US rare earths miner MP Materials will go public in a $1.47 billion deal by merging with a private-equity backed blank-check company, underscoring Wall Street’s rising interest in efforts to boost US production of the strategic minerals.
The listing on the New York Stock Exchange would be the first for a U.S. rare earths company since Molycorp went public a decade ago. Molycorp filed for bankruptcy in 2015 and MP Materials bought California’s Mountain Pass mine and other Molycorp asset in 2017.
The deal, announced on Wednesday, comes as President Donald Trump and other U.S. politicians push to resume domestic production and processing of rare earths, a group of 17 minerals used to build weapons and electronics.
China, which owns about 10% of MP, is the world’s largest producer of these minerals.
Hedge funds JHL Capital Group and QVT Financial will fold their ownership of MP into the special-purpose acquisition company (SPAC) Fortress Value Acquisition Corp, shares of which gained as much as 20% in Wednesday trading. Fortress is controlled by Japan’s SoftBank Group Corp.
SPACs have been behind some recent high-profile public listings, including electric car maker Fisker, which announced its plans earlier this week.
MP will net about $489 million from the deal and a separate stock offering with three other investors. It plans to use the funds to upgrade outdated and mothballed Molycorp-era processing equipment in California.
MP had planned to process 5,000 tonnes per year of the two most common rare earth metals by the end of 2020, though the goal is now by 2022, the company said on Wednesday.
MP is by far the most advanced player in the U.S. rare earths industry, given no rival project has even broken ground. But the company has to ship more than 50,000 tonnes of concentrated rare earths per year to China for final processing because its California equipment is not operational. Chinese customers account for all of MP’s $100 million in annual revenue.
MP relied on Chinese expertise to resume operations at its California site after buying it in 2017, according to Jim Litinsky, the company’s co-chairman.

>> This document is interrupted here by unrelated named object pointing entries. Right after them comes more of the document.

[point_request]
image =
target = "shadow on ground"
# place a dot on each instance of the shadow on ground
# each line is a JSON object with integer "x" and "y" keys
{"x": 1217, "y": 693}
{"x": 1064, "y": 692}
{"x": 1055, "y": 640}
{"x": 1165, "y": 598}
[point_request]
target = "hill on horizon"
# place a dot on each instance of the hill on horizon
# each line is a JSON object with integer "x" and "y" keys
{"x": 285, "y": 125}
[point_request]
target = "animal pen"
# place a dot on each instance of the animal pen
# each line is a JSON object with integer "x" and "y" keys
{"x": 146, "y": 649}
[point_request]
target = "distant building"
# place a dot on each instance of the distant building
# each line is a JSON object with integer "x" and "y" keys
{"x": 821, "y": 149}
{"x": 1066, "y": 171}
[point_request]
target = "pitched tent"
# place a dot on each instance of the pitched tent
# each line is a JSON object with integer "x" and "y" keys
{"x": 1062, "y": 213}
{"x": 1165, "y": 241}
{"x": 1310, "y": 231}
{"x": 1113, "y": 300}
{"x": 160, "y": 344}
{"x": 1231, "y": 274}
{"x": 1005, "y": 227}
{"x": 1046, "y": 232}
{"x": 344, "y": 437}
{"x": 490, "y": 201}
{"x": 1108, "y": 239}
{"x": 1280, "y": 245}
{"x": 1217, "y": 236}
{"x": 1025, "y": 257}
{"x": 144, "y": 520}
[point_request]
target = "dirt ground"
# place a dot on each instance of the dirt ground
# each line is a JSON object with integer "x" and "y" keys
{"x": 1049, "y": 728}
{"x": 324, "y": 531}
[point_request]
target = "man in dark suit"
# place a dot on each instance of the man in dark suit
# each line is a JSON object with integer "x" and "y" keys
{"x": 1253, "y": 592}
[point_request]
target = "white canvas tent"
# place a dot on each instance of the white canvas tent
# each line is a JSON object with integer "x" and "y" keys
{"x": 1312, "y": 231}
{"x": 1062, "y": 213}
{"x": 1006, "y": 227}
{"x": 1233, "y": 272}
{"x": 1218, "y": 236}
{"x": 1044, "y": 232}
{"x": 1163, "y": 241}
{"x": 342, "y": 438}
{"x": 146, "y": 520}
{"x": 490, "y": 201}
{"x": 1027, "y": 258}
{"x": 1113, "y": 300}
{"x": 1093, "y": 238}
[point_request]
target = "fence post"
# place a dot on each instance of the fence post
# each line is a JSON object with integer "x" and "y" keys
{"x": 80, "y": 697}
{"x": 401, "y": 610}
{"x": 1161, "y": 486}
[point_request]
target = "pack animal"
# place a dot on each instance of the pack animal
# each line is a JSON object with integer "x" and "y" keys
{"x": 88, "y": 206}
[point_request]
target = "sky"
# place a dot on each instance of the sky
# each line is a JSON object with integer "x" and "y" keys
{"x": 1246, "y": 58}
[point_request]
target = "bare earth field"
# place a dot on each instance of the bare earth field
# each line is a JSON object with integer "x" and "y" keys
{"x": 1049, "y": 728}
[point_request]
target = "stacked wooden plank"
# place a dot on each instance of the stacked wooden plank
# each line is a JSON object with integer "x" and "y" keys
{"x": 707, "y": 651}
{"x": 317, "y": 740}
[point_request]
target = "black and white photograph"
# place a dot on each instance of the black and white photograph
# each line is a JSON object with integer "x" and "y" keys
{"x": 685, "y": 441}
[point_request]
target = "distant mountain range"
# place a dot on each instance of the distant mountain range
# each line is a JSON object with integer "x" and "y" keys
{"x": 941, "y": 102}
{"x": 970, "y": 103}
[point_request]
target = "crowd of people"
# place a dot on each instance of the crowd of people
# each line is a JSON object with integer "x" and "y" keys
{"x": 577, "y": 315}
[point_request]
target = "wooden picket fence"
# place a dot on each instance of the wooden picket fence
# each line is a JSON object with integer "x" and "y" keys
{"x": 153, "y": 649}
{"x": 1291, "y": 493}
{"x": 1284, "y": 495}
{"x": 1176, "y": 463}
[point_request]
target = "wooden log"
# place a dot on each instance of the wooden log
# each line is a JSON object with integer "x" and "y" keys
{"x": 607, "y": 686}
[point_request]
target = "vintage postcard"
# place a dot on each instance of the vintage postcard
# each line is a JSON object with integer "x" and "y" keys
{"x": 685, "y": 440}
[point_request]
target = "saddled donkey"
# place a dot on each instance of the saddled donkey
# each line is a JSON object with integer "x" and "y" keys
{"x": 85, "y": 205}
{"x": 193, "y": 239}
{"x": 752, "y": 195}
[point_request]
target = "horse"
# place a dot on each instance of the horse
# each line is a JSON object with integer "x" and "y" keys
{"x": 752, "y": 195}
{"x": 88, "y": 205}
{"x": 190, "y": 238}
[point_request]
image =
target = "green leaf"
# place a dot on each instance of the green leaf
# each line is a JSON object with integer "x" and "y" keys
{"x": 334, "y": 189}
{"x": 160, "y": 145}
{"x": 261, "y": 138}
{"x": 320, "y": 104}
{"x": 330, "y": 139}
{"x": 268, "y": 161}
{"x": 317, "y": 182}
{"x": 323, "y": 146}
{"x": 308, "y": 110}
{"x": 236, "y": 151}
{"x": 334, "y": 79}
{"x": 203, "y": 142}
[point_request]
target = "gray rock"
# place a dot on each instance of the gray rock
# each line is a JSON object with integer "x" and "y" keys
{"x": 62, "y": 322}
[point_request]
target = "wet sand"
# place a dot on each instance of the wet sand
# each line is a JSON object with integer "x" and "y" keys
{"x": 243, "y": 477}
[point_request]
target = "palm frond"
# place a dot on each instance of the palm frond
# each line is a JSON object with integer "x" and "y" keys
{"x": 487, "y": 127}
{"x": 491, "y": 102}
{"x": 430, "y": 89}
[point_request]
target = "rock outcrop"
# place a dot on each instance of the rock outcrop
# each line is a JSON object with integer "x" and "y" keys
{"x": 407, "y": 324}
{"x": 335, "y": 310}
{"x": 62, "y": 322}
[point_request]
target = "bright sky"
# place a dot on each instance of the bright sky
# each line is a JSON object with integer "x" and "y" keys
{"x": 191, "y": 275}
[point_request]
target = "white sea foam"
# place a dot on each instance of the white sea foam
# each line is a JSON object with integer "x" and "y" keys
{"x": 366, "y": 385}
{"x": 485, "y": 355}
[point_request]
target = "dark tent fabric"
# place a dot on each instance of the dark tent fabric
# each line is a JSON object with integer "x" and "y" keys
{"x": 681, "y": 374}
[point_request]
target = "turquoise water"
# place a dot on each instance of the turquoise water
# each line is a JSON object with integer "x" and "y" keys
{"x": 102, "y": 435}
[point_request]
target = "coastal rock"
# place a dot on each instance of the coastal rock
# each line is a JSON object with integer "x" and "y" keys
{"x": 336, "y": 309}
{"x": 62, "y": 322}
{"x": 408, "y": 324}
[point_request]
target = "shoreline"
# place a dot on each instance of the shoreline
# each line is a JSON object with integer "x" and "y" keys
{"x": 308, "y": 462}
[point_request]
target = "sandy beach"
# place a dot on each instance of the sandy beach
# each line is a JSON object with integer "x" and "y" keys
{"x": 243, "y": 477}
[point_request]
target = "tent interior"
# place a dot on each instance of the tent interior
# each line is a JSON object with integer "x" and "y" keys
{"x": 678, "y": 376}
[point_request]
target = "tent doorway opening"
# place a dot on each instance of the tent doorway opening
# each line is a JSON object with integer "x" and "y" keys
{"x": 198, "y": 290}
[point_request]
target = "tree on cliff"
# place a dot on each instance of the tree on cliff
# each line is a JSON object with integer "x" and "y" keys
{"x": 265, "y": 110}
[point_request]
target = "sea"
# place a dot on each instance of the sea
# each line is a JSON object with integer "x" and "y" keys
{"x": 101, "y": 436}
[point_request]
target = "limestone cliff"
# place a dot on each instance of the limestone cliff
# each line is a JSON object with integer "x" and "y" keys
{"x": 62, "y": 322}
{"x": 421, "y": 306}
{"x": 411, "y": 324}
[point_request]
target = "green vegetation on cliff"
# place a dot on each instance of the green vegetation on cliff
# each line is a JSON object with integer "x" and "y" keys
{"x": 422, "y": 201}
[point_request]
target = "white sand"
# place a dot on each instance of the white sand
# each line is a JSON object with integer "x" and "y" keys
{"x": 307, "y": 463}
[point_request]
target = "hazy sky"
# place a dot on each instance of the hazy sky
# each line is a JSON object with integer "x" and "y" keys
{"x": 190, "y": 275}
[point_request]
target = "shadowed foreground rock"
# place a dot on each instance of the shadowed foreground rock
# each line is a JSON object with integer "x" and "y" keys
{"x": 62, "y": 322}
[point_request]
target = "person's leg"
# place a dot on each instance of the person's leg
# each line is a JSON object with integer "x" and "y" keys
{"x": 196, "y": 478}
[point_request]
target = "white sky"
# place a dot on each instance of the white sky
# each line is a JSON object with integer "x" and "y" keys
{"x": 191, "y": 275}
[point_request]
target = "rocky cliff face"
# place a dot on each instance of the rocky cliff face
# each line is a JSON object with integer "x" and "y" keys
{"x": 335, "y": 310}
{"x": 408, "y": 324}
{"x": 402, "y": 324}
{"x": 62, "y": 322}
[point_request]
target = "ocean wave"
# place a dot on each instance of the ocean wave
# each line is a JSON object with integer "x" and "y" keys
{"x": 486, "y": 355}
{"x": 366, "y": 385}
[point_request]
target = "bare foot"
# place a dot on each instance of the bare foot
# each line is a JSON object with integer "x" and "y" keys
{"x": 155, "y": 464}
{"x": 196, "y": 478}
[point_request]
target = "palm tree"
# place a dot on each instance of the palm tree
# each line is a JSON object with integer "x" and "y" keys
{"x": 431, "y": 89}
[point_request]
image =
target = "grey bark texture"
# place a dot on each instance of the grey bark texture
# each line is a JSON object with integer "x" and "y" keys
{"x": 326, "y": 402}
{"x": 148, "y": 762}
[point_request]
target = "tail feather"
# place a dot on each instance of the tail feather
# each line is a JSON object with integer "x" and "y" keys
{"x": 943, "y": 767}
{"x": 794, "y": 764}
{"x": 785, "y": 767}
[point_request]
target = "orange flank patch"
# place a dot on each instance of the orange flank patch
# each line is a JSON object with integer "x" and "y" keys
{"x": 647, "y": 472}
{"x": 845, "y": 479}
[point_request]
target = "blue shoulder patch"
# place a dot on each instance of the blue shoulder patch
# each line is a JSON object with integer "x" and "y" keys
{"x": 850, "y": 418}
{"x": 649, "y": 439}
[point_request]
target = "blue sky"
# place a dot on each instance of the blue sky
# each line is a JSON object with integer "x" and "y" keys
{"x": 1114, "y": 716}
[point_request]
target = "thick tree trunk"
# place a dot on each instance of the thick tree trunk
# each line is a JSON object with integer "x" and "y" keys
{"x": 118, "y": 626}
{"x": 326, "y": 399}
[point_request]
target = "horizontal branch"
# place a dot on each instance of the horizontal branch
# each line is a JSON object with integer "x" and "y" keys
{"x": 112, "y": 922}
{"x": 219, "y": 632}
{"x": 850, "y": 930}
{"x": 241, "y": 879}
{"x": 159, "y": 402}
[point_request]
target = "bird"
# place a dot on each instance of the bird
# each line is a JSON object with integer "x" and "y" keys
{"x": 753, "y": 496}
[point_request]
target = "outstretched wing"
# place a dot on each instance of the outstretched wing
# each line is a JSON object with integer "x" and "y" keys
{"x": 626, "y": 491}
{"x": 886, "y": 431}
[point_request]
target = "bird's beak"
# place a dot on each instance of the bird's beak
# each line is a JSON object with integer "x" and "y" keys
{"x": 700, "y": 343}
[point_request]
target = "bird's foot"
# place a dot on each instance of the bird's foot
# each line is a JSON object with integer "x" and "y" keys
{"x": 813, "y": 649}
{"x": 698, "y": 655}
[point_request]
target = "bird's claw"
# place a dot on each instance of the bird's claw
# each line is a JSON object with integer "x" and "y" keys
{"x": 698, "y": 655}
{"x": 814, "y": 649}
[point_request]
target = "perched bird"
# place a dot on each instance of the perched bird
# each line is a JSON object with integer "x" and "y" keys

Litinsky will become chief executive of the new company, which will trade under the stock ticker “MP.” Retired U.S. General Richard Myers, the former chairman of the Joint Chiefs of Staff, will join the company’s board.
It was not immediately clear if China’s Shenghe Resources Holding Co Ltd, which owns about 10% of MP, would participate in the Fortress deal. Shenghe and MP Materials did not immediately respond to requests for comment.
Reuters reported earlier this year that Shenghe’s stake in MP had prompted concern from scientists at the U.S. Department of Energy’s Critical Materials Institute, the focal point of the U.S. government’s rare earths research and a facility that typically works closely with private industry.
The U.S. Department of Defense awarded funding in late April to MP for a facility to process heavy rare earths, a less-common type of the specialized minerals.
But that decision was put on hold a few days later “until further research can be conducted,” according to a Pentagon document seen by Reuters.